During the event yesterday in Abuja, she indicated that the ministry was working with state governments to ensure the project catered for the targeted 3.1 million households nationwide.
“As we have stated consistently, this programme is funded by the Federal Government, but implemented by the states,” the minister explained.
Farouq said besides the official kick-off in the federal capital city, she was also conducting an on-the-spot check of the operations.
“Hunger is a serious by-product of this pandemic, which is why, from the outset, the ministry has been evolving strategies to facilitate humanitarian interventions.
“The commencement of the school feeding programme today (yesterday) is based on Mr. President’s directive to the ministry to liaise with state governments to develop strategies on the continuation of the school feeding programme,” she reiterated.
Meanwhile, the Peoples Democratic Party (PDP) yesterday alleged that the “school feeding claims by the Federal Government, when schools are shut due to COVID-19 pandemic, are a huge scam and a scheme by corrupt All Progressives Congress (APC) leaders and some officials in the Buhari presidency to siphon a targeted N13.5 billion public funds to finance their wasteful lifestyles.”
The party described “the use of innocent school children as cover to steal and funnel not less than N679 million daily to private purses as sacrilegious, wicked and completely unpardonable.”
In a statement by its National Publicity Secretary, Kola Ologbondiyan, PDP regretted that “while it is clear that the APC-led administration’s school feeding programme had always been a scam, the claims to feed school children even when schools are closed are colossal racketeering taken too far.”

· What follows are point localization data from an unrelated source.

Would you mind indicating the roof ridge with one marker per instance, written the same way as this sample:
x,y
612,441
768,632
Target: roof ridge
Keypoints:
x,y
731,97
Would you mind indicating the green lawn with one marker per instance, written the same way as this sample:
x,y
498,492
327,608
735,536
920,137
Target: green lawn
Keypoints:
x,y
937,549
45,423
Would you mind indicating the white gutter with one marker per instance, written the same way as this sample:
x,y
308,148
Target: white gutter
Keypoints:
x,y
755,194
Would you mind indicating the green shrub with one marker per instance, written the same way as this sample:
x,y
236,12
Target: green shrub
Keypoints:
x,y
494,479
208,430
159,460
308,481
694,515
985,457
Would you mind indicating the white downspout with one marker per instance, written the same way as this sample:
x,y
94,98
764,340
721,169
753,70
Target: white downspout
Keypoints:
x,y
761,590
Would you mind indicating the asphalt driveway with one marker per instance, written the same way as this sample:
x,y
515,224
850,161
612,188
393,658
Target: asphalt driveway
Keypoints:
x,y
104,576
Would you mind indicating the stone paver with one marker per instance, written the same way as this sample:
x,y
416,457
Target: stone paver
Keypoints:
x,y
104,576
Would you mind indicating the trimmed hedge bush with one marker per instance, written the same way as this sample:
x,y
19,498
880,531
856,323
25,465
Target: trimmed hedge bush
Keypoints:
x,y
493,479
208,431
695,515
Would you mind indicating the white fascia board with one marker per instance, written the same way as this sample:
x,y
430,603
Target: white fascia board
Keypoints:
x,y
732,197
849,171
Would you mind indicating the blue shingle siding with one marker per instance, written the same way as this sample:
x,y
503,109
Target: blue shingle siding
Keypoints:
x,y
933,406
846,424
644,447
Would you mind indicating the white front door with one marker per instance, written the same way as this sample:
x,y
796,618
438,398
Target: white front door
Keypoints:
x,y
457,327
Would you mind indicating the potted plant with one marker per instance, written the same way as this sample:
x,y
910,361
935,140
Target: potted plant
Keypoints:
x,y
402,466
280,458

The main opposition said it “rejects the ongoing fraud in which school children, who are in their respective homes bearing the brunt of the failures of the APC administration, are being used as metaphors to divert public funds to a few corrupt individuals in the Buhari presidency.”
It went on: “Nigerians are witnesses to how the Minister of Humanitarian Affairs, Disaster Management and Social Development, Hajiya Umar Farouq, had always stammered, made conflicting pronouncements and pointed to Mr. President’s speech as a cover each time Nigerians demanded details of her humongous spending.”